Da lavoura à final de torneio do XFC, Daniel Virginio revela inspiração em irmão lutador | XFC Spotlight

 

Daniel Virginio

Da lavoura à final de torneio do XFC, Daniel Virginio revela inspiração em irmão lutador

Lutador potiguar disputa a medalha de ouro na final do torneio peso-galo do XFC diante de James Gray, em evento ainda sem data e local definidos

As adversidades superadas por Daniel Virginio dentro do hexágono do XFC não são novidades na vida do lutador. Auxiliando desde a infância na lavoura dos pais, na pequena Pureza, cidade potiguar a 65km da capital Natal, o atleta venceu a falta de oportunidade na mudança para a cidade grande e sérias lesões antes de estrear no MMA, há apenas um ano. Hoje, aos 29 anos, com três vitórias em três lutas profissionais, é finalista do GP dos galos (até 61,2kg) do XFC e enfrenta James Gray na busca pela medalha de ouro. Para chegar até o bom momento que vive, na vida pessoal e profissional, Daniel contou com a ajuda de Jorjão Rodrigues, seu irmão mais velho e também lutador de MMA.

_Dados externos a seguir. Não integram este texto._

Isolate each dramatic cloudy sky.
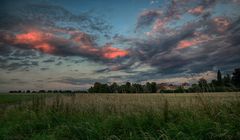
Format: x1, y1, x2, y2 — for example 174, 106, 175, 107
0, 0, 240, 91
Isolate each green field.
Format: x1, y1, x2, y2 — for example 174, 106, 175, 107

Foi em Pureza que, aos 14 anos, Daniel Virginio teve o primeiro contato com as artes marciais. A modalidade escolhida foi o caratê, mas os treinos não foram a diante devido à falta de incentivo familiar. As dificuldades financeiras na cidade pequena fizeram o lutador tentar a sorte em Natal, logo após o nascimento de sua filha, quando havia acabado de completar 19 anos.

Na capital potiguar, Daniel trabalhava em uma gráfica quando começou a treinar MMA, em 2011, por conta própria e com ajuda de alguns amigos na garagem da casa onde morava. Até que um dos sete irmãos, o experiente lutador Jorjão Rodrigues, o acolheu na academia Kimura Nova União com a promessa de que se dedicasse 100% às artes marciais. Mesmo assim, a caminhada ainda teve percalços, com duas sérias lesões sofridas no joelho e no tornozelo, que o impediram de fazer sua estreia profissional. Em março de 2014, Vírgínio finalmente estreou com vitória sobre Stenio Barbosa, por decisão unânime dos juízes.

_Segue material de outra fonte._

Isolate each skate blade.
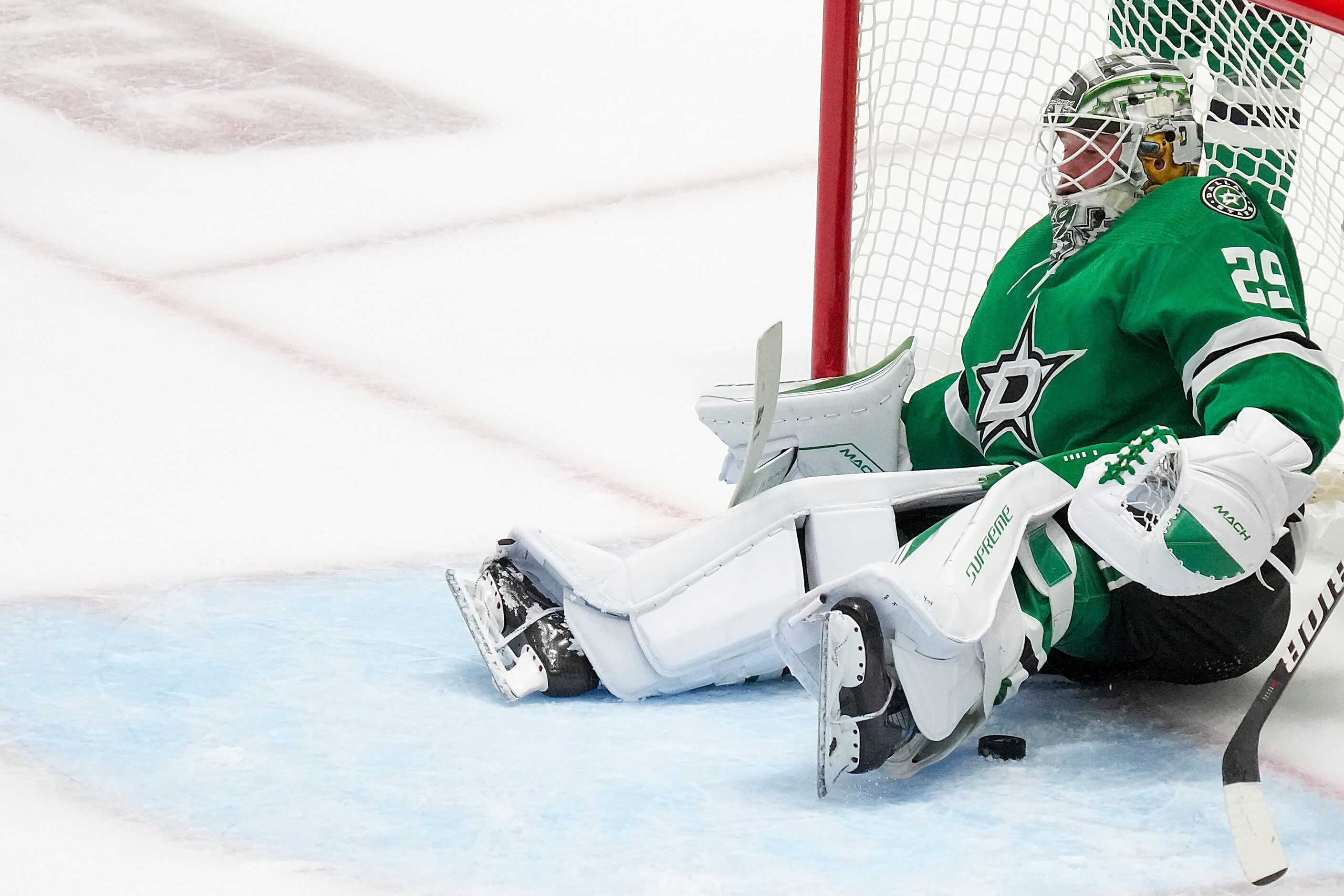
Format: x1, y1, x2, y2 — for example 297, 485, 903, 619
817, 610, 863, 797
445, 570, 547, 703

“Eu passei muitas dificuldades até chegar aqui. Sei que não sou o único, mas trabalhava na roça, cortando toco para plantar e colhendo o que comia. Nunca imaginei ser lutador e muito menos chegar um grande evento como o XFC. Depois que comecei a treinar duro, tudo mudou. Hoje sou um atleta. Meus pais ainda moram no interior, não tem uma condição muito cômoda, e meu sonho é poder dar a eles o mínimo de conforto”, planeja o potiguar.

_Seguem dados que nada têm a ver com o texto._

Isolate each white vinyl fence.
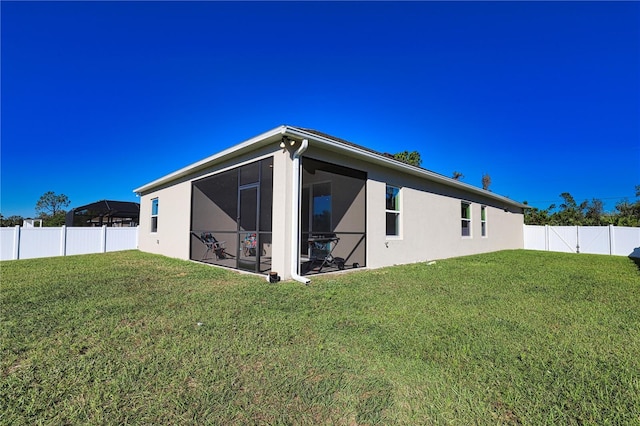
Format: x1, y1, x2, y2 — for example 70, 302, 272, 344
524, 225, 640, 257
0, 226, 138, 260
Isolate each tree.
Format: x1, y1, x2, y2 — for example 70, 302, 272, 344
36, 191, 70, 226
0, 214, 24, 226
482, 173, 491, 191
451, 170, 464, 180
393, 151, 422, 167
36, 191, 70, 217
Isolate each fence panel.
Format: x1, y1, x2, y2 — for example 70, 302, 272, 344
106, 228, 138, 251
0, 228, 20, 260
524, 225, 640, 258
549, 226, 578, 253
578, 226, 611, 254
66, 228, 103, 256
524, 225, 548, 250
18, 228, 64, 259
0, 226, 138, 260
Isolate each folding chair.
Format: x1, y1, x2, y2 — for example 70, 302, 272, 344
192, 232, 234, 260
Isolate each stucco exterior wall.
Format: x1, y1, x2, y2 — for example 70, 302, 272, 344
306, 148, 524, 268
138, 182, 191, 259
139, 136, 524, 279
138, 144, 290, 261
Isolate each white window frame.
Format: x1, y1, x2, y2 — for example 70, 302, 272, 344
384, 184, 402, 240
150, 197, 160, 234
460, 201, 473, 238
480, 206, 489, 238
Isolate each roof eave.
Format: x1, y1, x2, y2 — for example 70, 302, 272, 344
133, 126, 286, 195
285, 126, 526, 208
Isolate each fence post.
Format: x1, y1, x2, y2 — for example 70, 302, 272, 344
60, 225, 67, 256
12, 225, 20, 260
609, 225, 615, 255
100, 225, 107, 253
544, 225, 549, 251
609, 225, 616, 255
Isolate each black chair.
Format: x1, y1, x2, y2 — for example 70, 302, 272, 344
192, 232, 234, 260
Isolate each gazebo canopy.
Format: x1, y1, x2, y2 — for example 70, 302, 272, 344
66, 200, 140, 226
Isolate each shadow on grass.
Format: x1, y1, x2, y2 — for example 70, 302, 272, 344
629, 247, 640, 272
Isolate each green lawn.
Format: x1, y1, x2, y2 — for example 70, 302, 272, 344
0, 251, 640, 425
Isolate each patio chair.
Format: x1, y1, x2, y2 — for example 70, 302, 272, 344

Então com uma luta profissional no cartel, Daniel buscou outras fontes de renda dando aulas muai thay e boxe à espera de uma grande oportunidade. E ela não demoraria muito para aparecer. Em junho do ano passado, ele assinou contrato com o XFC e estreou pela organização norte-americana em setembro, na sexta edição do evento no Brasil. Em Araraquara, São Paulo, Daniel impressionou ao finalizar o paranaense Lerryan Douglas ainda no primeiro round do duelo, avançando às semifinais do torneio dos galos. Já em março deste ano, no XFCi 9, diante do paulistano Julio Xaropinho, mais uma atuação arrasadora e nocaute também na etapa inicial da luta para se garantir na final do GP. O sucesso é dedicado ao irmão Jorjão.

“Eu sempre sonhei lutar em um evento do nível do XFC. Antes de ser contratado, acompanhava as lutas e meu irmão comentou comigo que seria um ótimo evento para eu tentar uma chance, porque estavam dando oportunidades para lutadores de todo o país. Com muito esforço, cheguei lá, consegui vencer dois combates e agora tenho a oportunidade de conquistar a medalha de ouro do GP. Vou trabalhar duro para poder sair vencedor para dedicar tudo ao meu irmão, que sempre foi minha inspiração”, explica.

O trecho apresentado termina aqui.